In the absence of solidarity and collective bargaining, commodity labor, such as nurses, will see an ever-smaller piece of the revenue pie.

No Stars In My Eyes

Specializes in Med nurse in med-surg., float, HH, and PDN. Has 43 years experience.

What's a pay raise? What are benefits?

Ours are down the toilet.

Permanent retrograde.

Not_A_Hat_Person, RN

Specializes in Geriatrics, Home Health. Has 10 years experience.

My employer eliminated overtime back in July. Now we are finally getting a pay raise, but they're eliminating shift differentials. We're already significantly underpaid, and staff are stretched very thin. I don't think this will help staff retention.

No Stars In My Eyes

Specializes in Med nurse in med-surg., float, HH, and PDN. Has 43 years experience.

My employer eliminated overtime back in July. Now we are finally getting a pay raise, but they're eliminating shift differentials. We're already significantly underpaid, and staff are stretched very thin. I don't think this will help staff retention.

All smoke and mirrors, ain't it?! Robbing Peter to pay Paul.

Giving a raise and taking away shift differentials is ridiculous; like, they think that you might think this is a step up or forward?

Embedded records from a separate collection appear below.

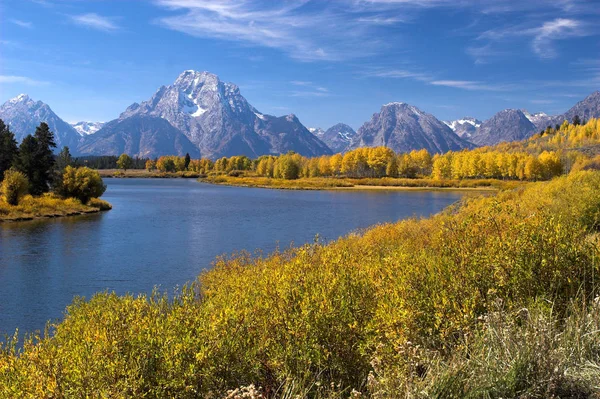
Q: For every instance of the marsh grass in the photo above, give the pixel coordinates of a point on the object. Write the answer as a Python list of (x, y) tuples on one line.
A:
[(325, 183), (494, 298), (48, 205)]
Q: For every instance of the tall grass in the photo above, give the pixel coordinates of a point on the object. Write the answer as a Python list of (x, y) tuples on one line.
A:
[(48, 205), (493, 298)]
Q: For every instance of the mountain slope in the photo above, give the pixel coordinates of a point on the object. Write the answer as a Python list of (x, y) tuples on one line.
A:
[(85, 128), (23, 115), (586, 109), (338, 137), (141, 136), (220, 122), (507, 125), (403, 128), (464, 127)]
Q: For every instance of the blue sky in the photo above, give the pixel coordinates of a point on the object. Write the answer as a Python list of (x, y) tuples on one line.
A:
[(325, 61)]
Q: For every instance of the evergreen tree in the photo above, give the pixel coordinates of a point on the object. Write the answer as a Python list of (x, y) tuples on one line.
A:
[(64, 159), (25, 161), (187, 160), (8, 148), (124, 162), (44, 159)]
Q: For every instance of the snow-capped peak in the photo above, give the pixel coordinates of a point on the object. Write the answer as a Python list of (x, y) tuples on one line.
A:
[(393, 104), (317, 131), (534, 118), (460, 122), (86, 128), (20, 98)]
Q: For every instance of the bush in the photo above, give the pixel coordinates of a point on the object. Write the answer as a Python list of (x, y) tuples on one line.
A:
[(82, 183), (14, 186), (473, 302), (100, 204)]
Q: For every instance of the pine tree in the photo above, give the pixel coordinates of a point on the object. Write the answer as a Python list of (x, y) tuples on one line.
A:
[(124, 162), (8, 148), (44, 159), (25, 161), (64, 159)]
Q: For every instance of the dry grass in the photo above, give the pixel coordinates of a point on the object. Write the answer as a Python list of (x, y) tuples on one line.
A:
[(143, 173), (48, 206), (328, 183)]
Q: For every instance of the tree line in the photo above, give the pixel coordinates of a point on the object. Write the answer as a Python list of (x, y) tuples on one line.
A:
[(32, 168)]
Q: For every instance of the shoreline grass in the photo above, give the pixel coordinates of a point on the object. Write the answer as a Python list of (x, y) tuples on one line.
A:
[(49, 206), (495, 297), (143, 173), (385, 183)]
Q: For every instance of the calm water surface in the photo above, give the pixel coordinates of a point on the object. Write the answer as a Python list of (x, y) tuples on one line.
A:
[(166, 231)]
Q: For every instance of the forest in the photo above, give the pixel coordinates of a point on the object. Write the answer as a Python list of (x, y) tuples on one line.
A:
[(496, 297), (34, 182), (545, 155)]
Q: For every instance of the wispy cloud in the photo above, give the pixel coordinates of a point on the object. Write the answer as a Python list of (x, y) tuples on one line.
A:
[(543, 36), (321, 31), (310, 89), (95, 21), (22, 24), (470, 85), (430, 79), (398, 74), (483, 54), (560, 28), (23, 80), (542, 102)]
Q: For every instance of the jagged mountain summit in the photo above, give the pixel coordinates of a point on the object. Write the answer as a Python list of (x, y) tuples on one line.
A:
[(86, 128), (540, 120), (586, 109), (143, 136), (23, 115), (403, 128), (338, 137), (219, 121), (514, 124), (317, 131), (464, 127)]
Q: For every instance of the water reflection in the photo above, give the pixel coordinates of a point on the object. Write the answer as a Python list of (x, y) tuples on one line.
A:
[(166, 231)]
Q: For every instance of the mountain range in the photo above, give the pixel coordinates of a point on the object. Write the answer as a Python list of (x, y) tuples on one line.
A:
[(203, 116)]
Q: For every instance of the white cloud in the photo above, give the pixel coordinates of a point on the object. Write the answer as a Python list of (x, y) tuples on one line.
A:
[(544, 36), (312, 90), (470, 85), (95, 21), (560, 28), (431, 80), (21, 80), (323, 31), (22, 24)]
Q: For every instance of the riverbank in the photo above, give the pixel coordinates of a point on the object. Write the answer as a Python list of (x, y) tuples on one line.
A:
[(143, 173), (385, 183), (494, 298), (49, 206)]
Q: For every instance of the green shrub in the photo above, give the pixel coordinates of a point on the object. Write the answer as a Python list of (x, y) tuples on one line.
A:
[(478, 301), (82, 183), (100, 204), (14, 186)]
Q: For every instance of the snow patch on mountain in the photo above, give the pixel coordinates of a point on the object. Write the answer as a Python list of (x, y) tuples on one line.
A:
[(86, 128)]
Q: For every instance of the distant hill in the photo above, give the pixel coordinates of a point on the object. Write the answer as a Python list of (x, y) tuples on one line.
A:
[(403, 127)]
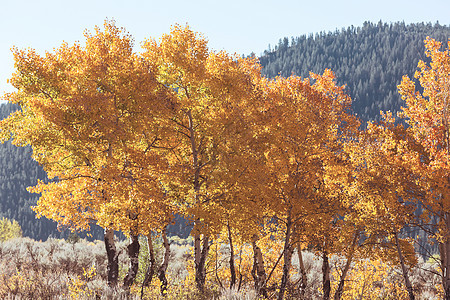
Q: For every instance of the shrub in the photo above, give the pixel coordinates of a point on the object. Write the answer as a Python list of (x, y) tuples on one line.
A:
[(9, 229)]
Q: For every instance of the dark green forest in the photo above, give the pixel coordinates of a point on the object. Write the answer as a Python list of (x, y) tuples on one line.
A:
[(370, 60)]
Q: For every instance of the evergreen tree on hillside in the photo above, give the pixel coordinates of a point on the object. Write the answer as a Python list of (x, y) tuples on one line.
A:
[(370, 60)]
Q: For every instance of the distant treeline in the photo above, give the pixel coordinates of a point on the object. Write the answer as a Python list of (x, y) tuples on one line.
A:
[(370, 60)]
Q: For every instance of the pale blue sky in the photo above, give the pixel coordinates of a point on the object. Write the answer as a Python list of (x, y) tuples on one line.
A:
[(235, 26)]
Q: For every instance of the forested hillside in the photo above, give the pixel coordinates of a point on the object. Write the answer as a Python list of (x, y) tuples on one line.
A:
[(18, 171), (370, 60)]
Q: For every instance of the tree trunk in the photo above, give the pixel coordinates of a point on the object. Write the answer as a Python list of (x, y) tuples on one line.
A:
[(200, 252), (151, 267), (201, 248), (340, 289), (232, 268), (326, 283), (163, 268), (287, 257), (258, 270), (404, 269), (302, 271), (113, 257), (133, 253)]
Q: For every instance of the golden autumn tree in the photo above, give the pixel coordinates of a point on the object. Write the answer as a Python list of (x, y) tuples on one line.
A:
[(308, 124), (384, 191), (93, 116), (427, 114), (214, 93)]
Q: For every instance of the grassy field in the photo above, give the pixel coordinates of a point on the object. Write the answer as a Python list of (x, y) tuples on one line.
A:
[(76, 269)]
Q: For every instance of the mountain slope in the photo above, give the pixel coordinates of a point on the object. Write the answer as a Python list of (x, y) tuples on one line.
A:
[(370, 60)]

HA!

If you end up with a situation that might require overtime, can you just punch out and go home without hearing any grief about it? Double HA!

brandy1017, ASN, RN

Specializes in Critical Care.

Interesting article on wages from a frequent contributor to Politico. The thrust of the article, is toward hourly, rather than professional workers, but it provides a good explanation of wage stagnation in general. It also goes a long way toward explaining why the velocity of money (M2) is at a historic low.

Link to full article: Whatever Happened to Overtime? - Nick Hanauer - POLITICO Magazine

The problem is both democrats and republicans are in bed with big business, but democrats pretend to care about the working and middle class yet they don't do anything to raise the minimum wage or bring back overtime protections. The democrats only claim to care about the poor but instead of raising the minimum wage they want to take from the taxpayers to give handouts for votes if you ask me! Why not improve working conditions for all instead of raising taxes that benefit the few. Besides they are only cooperating with Walmart and big business by subsidizing the sub standard pay with food stamps and T19 allowing the corporations to profit at our expense as well! So the Waltons can be billionaires! I'm disgusted with both parties!

cd365c

Specializes in none.

I wonder, in general, if nurses make more in the private care setting/ home health versus the actual hospital.

No Stars In My Eyes

Specializes in Med nurse in med-surg., float, HH, and PDN. Has 43 years experience.

Speaking from personal experience, over the years there have been fewer PDN cases willing/able to pay for nurses 24/7. More PDN cases go to CNA's with the nurse coming in just to fill medisets, change catheters, do treatments not within CNA's scope of practice.

It also depends on the agency whether or not the nurse's pay is better than at hospitals/LTC's. But then you have a problem if the case census is down, and it DOES fluctuate. Some nurses are signed up with several agencies for that very reason.